What Has Worked Well for a Strong Partnership with Sales, Sales Enablement and Customer Marketing:
- Mapping to Sales Process and Methodology: Aligning your customer marketing efforts with the sales process and methodology is a wise approach. This alignment ensures that both teams are on the same page, speaking the same language, and working towards common objectives.
- Managing Up: Demonstrating value is essential, and one way to do this effectively is by sharing customer quotes that highlight the clear benefits your product or service has provided. Real-world success stories serve as powerful tools to showcase impact.
- Internal Recognition: Acknowledging the sales team’s efforts through internal channels not only recognizes their hard work but also contributes to building trust and fostering stronger relationships between teams. Check out Sales Win Wires to easily package and deliver this.
- Alumni Program: Celebrate promotions and stay informed when your former customers move to new organizations. This way, you can re-establish and maintain valuable relationships.
- Effective Language: Choose your words carefully. Instead of simply asking for references, inspire others, curate opportunities together, and align with your customer’s goals.
- Establishing Customer Relationships: Building strong relationships with customers is paramount because they may continue to be your champions, even if they transition to new organizations.
Lower Lift & Effective:
- Incentivizing Sales: Motivating the sales team can be achieved by offering rewards for customer nominations that lead to successful case studies. Monetary rewards or Amazon gift cards, combined with promoting published stories, can serve as effective incentives.
- Leveraging Sales Hesitancy: Use any hesitancy within the sales force about turning customers into references to your advantage. Offer to manage references through the customer marketing team and propose alternative approaches, like hosting a customer roundtable.
- Partnering with Champions: Collaborating with influential champions, such as CIOs, CROs, and Sales VPs, can yield substantial benefits. However, it’s essential to note that this approach may be more challenging in organizations that follow a bottom-up structure.

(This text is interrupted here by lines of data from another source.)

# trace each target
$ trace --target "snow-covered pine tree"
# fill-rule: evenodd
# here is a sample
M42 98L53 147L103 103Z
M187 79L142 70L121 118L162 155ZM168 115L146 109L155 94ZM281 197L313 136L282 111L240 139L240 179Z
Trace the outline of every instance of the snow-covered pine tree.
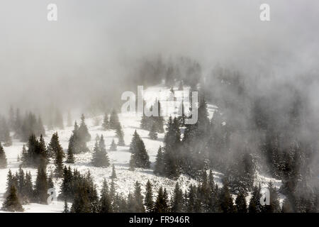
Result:
M10 187L9 194L2 204L1 209L9 212L23 211L23 208L18 198L16 187L11 186Z
M130 145L130 152L132 154L130 162L133 163L135 167L150 167L150 157L146 152L145 145L136 130Z
M150 213L154 209L152 186L150 180L147 180L145 187L145 197L144 199L144 206L146 207L146 212Z
M108 114L107 113L105 114L104 118L103 119L103 123L102 123L102 128L103 130L108 130Z
M116 150L117 150L117 145L114 141L114 139L113 139L112 143L111 143L110 150L111 151L116 151Z
M0 169L5 169L7 166L6 156L4 153L4 147L0 142Z

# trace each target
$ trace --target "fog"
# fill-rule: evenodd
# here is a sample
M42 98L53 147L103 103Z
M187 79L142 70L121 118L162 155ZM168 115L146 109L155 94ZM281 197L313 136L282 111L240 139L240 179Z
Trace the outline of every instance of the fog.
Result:
M47 20L50 3L57 6L57 21ZM3 1L1 109L72 108L107 99L126 89L138 62L154 55L194 59L204 77L216 65L257 76L257 92L265 81L318 74L319 3L268 0L269 22L259 20L262 3ZM315 85L307 90L312 97L318 96ZM317 101L311 99L318 108Z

- Customer Incentives and Value: Elevate your brand when engaging with customers. Assist champions in advancing their careers, provide access to C-level connections, offer training programs, make charitable contributions, and provide registrations to conferences like Gartner.

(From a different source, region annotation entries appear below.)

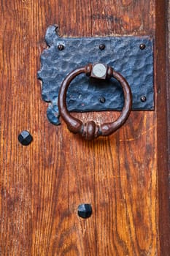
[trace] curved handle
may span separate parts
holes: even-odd
[[[73,79],[81,73],[98,79],[117,79],[123,90],[125,102],[120,116],[113,122],[96,124],[93,121],[82,124],[82,121],[70,115],[66,108],[66,91]],[[58,108],[61,117],[68,129],[74,133],[79,133],[86,140],[93,140],[98,136],[108,136],[119,129],[127,120],[132,105],[132,95],[130,86],[125,79],[111,67],[101,63],[89,64],[73,70],[63,81],[58,94]]]

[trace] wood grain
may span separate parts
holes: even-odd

- Partnering with Internal PR: Collaborate with your internal PR team to encourage customers to participate in media stories. Having an analyst co-sponsor the story can add perceived value.
- Support for New Account Reps: Provide new account representatives with insights into their customers and the references they’ve been involved with. Your experience often makes you the best guide.
- Updating Profiles: Plan brief sessions with account representatives to review customer profiles, as they may not always update them themselves.
What Has Not Worked Well for Stronger Sales and Customer Marketing Partnerships:
- Lack of Personal Motivators: In some cases, leaders may lack personal motivators to become champions, particularly when dealing with difficult personalities.
- Language in Contracts: Including language about references in contracts may not always yield the desired results, as it’s often ignored or removed.
- Gamification: Attempts to gamify the process, especially for more senior-level customers, may not always generate positive responses.
- Incentivizing Sales: Incentivizing sales for nominations doesn’t always work well, as it may lead to nominations that don’t provide significant value as references.
In conclusion, partnering with sales and sales enablement to demonstrate value is a nuanced and dynamic process. It involves effective communication, recognition, motivation, and creative incentives. It’s important to understand what works in your specific organizational context and adapt these strategies accordingly. Building and nurturing strong customer relationships remains at the core of success in this endeavor.